誰も見たことのない音楽とアクションの融合「ベイビー・ドライバー」 30曲に合わせて車がスピン、拳銃が炸裂!

【映画深層】

 メロディーに合わせてエンジン音がうなり、ビートとともに銃声がとどろく。8月19日公開の「ベイビー・ドライバー」は、全編にわたって音楽とアクションがシンクロするという、これまで誰も試みたことがないようなことをやってのけた娯楽大作だ。「確かにこのアイデアは野心的だったと思うが、あくまでも自分への挑戦だった。これが今後、どういう評価に結びつくかは観客のみなさんに委ねたい」と来日したエドガー・ライト監督(43)は謙虚に語る。

★映画全体を音楽で演出

 「ホット・ファズ 俺たちスーパーポリスメン!」(2007年)や「ワールズ・エンド/酔っぱらいが世界を救う!」(2013年)など、出身地のイギリスを舞台にした個性的な娯楽作品で世界中に熱狂的なファンを抱えるライト監督だが、今回は舞台をアメリカに移し、ハリウッドの資本で爽快なカーチェイス映画を完成させた。

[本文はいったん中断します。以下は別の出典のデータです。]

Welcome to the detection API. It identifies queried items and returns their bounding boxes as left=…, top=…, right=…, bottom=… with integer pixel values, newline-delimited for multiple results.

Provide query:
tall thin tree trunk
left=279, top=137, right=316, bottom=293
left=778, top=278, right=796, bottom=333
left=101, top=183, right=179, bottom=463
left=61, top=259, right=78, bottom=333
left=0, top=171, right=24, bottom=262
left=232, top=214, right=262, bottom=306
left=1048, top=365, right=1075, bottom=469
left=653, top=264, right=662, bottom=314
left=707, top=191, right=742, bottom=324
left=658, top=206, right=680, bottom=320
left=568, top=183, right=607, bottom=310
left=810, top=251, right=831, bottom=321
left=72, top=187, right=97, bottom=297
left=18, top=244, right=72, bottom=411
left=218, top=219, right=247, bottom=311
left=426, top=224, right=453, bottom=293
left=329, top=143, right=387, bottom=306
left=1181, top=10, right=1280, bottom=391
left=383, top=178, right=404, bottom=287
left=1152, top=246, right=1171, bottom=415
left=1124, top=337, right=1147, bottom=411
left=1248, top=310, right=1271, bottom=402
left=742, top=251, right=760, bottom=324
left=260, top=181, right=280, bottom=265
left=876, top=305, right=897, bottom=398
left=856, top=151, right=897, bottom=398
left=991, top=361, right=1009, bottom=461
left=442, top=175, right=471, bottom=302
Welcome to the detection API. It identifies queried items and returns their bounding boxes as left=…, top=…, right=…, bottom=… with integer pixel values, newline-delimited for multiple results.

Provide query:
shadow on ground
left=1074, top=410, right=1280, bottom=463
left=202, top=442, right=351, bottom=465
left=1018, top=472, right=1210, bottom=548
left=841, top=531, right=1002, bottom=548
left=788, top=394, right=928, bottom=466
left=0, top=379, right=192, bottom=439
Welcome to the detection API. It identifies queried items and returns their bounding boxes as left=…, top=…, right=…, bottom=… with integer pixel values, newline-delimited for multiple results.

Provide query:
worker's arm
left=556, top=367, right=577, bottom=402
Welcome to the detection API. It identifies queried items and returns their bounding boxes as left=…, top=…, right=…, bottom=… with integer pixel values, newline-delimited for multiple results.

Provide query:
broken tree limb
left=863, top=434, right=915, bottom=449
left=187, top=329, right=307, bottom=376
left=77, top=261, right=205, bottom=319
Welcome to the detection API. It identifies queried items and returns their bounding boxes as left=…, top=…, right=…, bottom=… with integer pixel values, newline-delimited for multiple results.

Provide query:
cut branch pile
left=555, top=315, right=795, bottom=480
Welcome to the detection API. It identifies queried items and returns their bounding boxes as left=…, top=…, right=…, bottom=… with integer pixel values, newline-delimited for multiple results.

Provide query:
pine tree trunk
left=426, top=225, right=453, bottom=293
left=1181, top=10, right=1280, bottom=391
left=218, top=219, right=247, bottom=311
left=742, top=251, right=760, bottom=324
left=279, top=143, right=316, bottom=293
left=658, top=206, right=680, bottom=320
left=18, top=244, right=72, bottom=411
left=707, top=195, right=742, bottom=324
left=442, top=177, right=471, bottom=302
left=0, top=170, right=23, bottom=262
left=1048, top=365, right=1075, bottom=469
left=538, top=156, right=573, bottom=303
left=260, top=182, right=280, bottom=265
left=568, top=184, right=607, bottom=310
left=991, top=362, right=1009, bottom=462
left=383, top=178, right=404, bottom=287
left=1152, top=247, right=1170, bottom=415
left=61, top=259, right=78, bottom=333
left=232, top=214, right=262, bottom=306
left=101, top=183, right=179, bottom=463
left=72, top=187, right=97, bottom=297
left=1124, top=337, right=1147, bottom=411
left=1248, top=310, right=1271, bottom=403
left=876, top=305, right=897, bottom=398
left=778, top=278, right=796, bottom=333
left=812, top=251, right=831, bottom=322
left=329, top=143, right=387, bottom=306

 主人公は、天才的なドライビングテクニックを持つベイビー(アンセル・エルゴート)。子供のころの事故の後遺症で音楽を聴いていないと耳鳴りがやまない彼は、常にイヤホンを耳にハンドルをさばく。犯罪組織のボス、ドク(ケヴィン・スペイシー)に弱みを握られ、銀行強盗の運び役として使われていたが、ついに最後の仕事を迎えることになり…。